A thiourea–CuI complex has been reported previously (Spofford & Amma, 1970) in which the thiourea acted as a bridging ligand, the S atoms bonding to neighbouring CuI atoms forming a spiral structure. Recently, during an investigation of the coordination ability of 4,5-diazafluoren-9-one (dafone), a new thiourea–CuI complex, (I), in which thiourea displays a different coordination mode from that reported, was obtained in our laboratory.
The molecular structure of (I) is illustrated in Fig. 1. Selected geometric parameters and hydrogen-bonding geometry are listed in Tables 1 and 2, respectively. The asymmetric unit consists of molecules of the CuI complex, free dafone and crystalline water. The CuI atom lies in a planar trigonal coordination environment, with a deviation of 0.0456 (9) Å from the plane formed by atoms Cl, S1 and S2. Two monodentate thiourea molecules coordinate to the CuI atom through their S atoms, with normal Cu—S distances of 2.2084 (10) and 2.2158 (10) Å. A Cl atom coordinates to the CuI atom with a distance of 2.2429 (10) Å, which is much shorter than the distances of 2.828 (5) and 3.164 (4) Å found in the CuI complex cited above (Spofford & Amma, 1970). Intramolecular hydrogen bonding between the chlorine and amine groups stabilizes the planar structure of the CuI complex.

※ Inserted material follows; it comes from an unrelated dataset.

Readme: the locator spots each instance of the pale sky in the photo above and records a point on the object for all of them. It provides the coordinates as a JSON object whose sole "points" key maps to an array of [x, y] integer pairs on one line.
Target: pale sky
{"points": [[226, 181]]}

The dafone and water molecules link the CuI complex through hydrogen bonds, as shown in Fig. 1. Both dafone and the water O atom are approximately coplanar with the CuI complex, the maximum atomic deviation from the mean plane of the complex being 0.858 (6) Å for O1. The planar dafone molecule is structurally similar to phenanthroline (phen), but the carbonyl bridge in dafone distorts the bipyridine portion. The average bond angle of 126.7 (3)° for N6—C12—C13 and N5—C13—C12 resulted in a longer N5···N6 separation of 3.075 (4) Å, while the average bond angle of 126.6 (3)° for N8—C23—C24 and N7—C24—C23 resulted in a similar N7···N8 separation of 3.066 (4) Å. The N···N separations in the present structure are in agreement with the values of 3.055 and 3.064 Å found in the reported structures containing free dafone (Fun et al., 1995; Luo et al., 2002), but much longer than N···N distance of 2.724 Å in free phen (Nishigaki et al., 1978). The longer N···N separation in dafone reduces overlap of the nitrogen–metal orbitals (Henderson et al., 1984) and results in a weaker chelating ability of dafone than phen. In fact, several complex structures with uncoordinated dafone (Menon et al., 1994; Chen, 1998; Kulkarni et al., 2001), dafone coordinated as a monodentate ligand (Lu et al., 1996) or dafone as an asymmetric chelate (i.e. one normal bond and another much longer bond) (Menon & Rajasekharan, 1998; Balagopalakrishna et al., 1992) have been reported previously. Structures with dafone symmetrically chelating to a metal ion have also been reported. It is interesting that significantly shorter N···N distances of 2.850 and 2.806 Å were found in the symmetrically chelating structures (Xiong et al., 1996; Menon & Rajasekharan, 1997). These facts imply that the structure of dafone is rather flexible and the distortion of the bipyridine portion in dafone may be self-adjusting when dafone chelates a metal ion.
With the aid of hydrogen bonds between dafone, water and thiourea, the asymmetric units link to each other to form planar chains. The chains self-assemble to form a two-dimensional sheet structure, as shown in Fig. 2. The centrosymmetric N—H···S hydrogen-bonded dimer observed in the present structure has also been found in both a free thiourea structure (Truter, 1967) and a thiourea complex (Johnson & Steed, 1998).
Between the neighboring sheets, the dafone rings are approximately parallel [dihedral angle 1.13 (10)°] and partially overlap each other, as shown in Fig. 3. Atoms of the N6A-pyridine ring deviate from the mean plane of the N7-dafone molecule with relatively shorter distances ranging from 3.354 (4) Å (C8A) to 3.455 (4) Å (C11A), which suggests the existence of aromatic π–π-stacking interactions between neighbouring dafone molecules.